Five signs you’re an HR pushover
In a recent Harvard Business Review article, Amy Jen Su outlined several signs that indicate you might be seen as a pushover in the workplace – and how to resolve this.
Su – who is the co-founder and managing partner of Paravis Partners, an executive coaching and leadership development firm – highlighted five signs that suggest you may have taken the ‘nice guy’ image too far.
According to Chris Lamb, HR director at LendLease Australia, to deploy a powerful persuasion strategy that wins over your inter-office competitors, you have to word your requests in a way that decision-makers understand.
“Create a business case that makes sense and link that to the financial drivers of the organisation,” he previously told HRM.
This means engaging your stakeholders by being clear about ‘what success looks like’, said Right Management’s Rosemarie Dentesano.
“Might [success be achieved] through decreased use of sick leave, or improvement in employee engagement? With this information, you can develop the ROI to support the initiative,” she said.
If you fit the ‘pushover’ profile, how do you turn things around? Su had the following suggestions for improving your assertiveness in the workplace.
1. Take greater ownership. Rather than changing who you are, tap into a greater sense of responsibility to the business and those around you. Too often, we assume that it’s someone else’s job to weigh in and shape key decisions. Instead, assume that it’s yours. Don’t be afraid to step on toes. There is usually plenty of room at the table for ideas and input. Let go of being an order taker. Rather than waiting to be told what to execute or standing on the sidelines, get on top of the key issues affecting the company or your team, develop a recommendation, and share it with others.
2. Prepare ahead of time. Because you are more easily swayed by the opinions of others, spend time in advance of critical meetings to decide what you think. Ask yourself: What are the top three ideas about the topic to be discussed? Write down your beliefs and convictions so that you are clear in your thinking and you can access your ideas more quickly. Think of this like a mental filing cabinet — you are taking an extra step ahead of time to pull out the file you need rather than scrambling around in your mind during the discussion. Of course, when you’re in the meeting, don’t be so wedded to your ideas that you are inflexible. Listen to others’ ideas and use your beliefs to build off of theirs.
3. Increase your ability to advocate. You may be a natural in building rapport and connecting with others, but standing your ground requires flexing a whole different set of muscles. Learn how to advocate for your perspective more effectively. Frame your messages so that people immediately understand why they should care and how your idea ties to the bigger picture. Speak in tight bullet points (rather than circling around your viewpoint) so that you are crisp, articulate, and clear.
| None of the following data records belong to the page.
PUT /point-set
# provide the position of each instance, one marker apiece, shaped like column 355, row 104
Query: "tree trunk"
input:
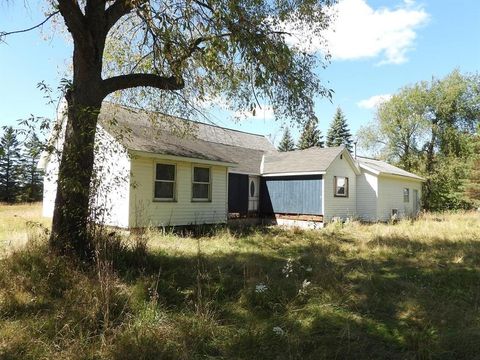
column 71, row 214
column 429, row 167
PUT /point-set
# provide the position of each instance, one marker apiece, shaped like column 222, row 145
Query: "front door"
column 253, row 193
column 416, row 203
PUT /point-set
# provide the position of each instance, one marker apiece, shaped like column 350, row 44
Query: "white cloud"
column 360, row 31
column 264, row 112
column 373, row 101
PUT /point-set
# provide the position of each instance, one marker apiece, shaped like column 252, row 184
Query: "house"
column 158, row 170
Once you’ve made your point, invite others to weigh in to further refine your idea. You don’t have to be a pit-bull to be an effective advocate. In fact, coupling your good guy or gal demeanor with a sharp approach to communications will make you even more effective at persuasion.
4. Hold your ground. Part of making and advocating for your point is holding your ground. When others are challenging you, you might start to feel knocked off center or backed up on your heels. You may be tempted to give into their perspective but that will only relieve that anxious feeling temporarily. Ask yourself: Is guilt, a desire for being liked, or fear of rocking the boat tugging you away from your own convictions?
If a colleague starts to push, dominate, or interrupt, let them finish but then don’t drop your idea. Loop back to your point. Or, if you need to, use a non-verbal cue, such as putting up your hand up to signal you are not done speaking. You could also say, “Hang on a minute, I’d like to finish this thought.” Stack the odds in your favor. Go to the room in advance and take a seat that is more in the flow of the conversation versus one on the sidelines.
5. Learn to say no graciously. If you are easily persuaded by others, chances are that it shows up on your calendar. How often are you being persuaded to attend a meeting or change your schedule to accommodate the needs of others? Never say yes or no in the moment. Buy yourself time to make a thoughtful decision rather than saying yes out of habit. Acknowledge the request, and if you need to say no, offer other alternatives. Watch out for phrases that your colleagues have come to know can easily persuade you, such as “I’m really stressing right now” or “This is urgent for me.” Your job is not to rescue or take on others’ problems. Offer your counsel, but be careful of always being the one who gives in.
“Being less easily persuaded won’t make you appear bullheaded or unpleasant to work with – quite the opposite.” Su advised. “By standing your ground and becoming more influential yourself, you do better by your team and the business and increase the overall respect and confidence others have in you.”
- You kick yourself after the fact for not speaking up in a meeting. You only come to realize your point of view on something after the discussion is over.
- You blame your colleagues for not giving anyone the chance to get in a word edgewise.
- You feel overwhelmed and pulled in multiple directions especially as emails and requests for work or input come in.
- Your calendar is full with back-to-back meetings and no time to focus on yourself or critical priorities.
- Your peers get promoted before you.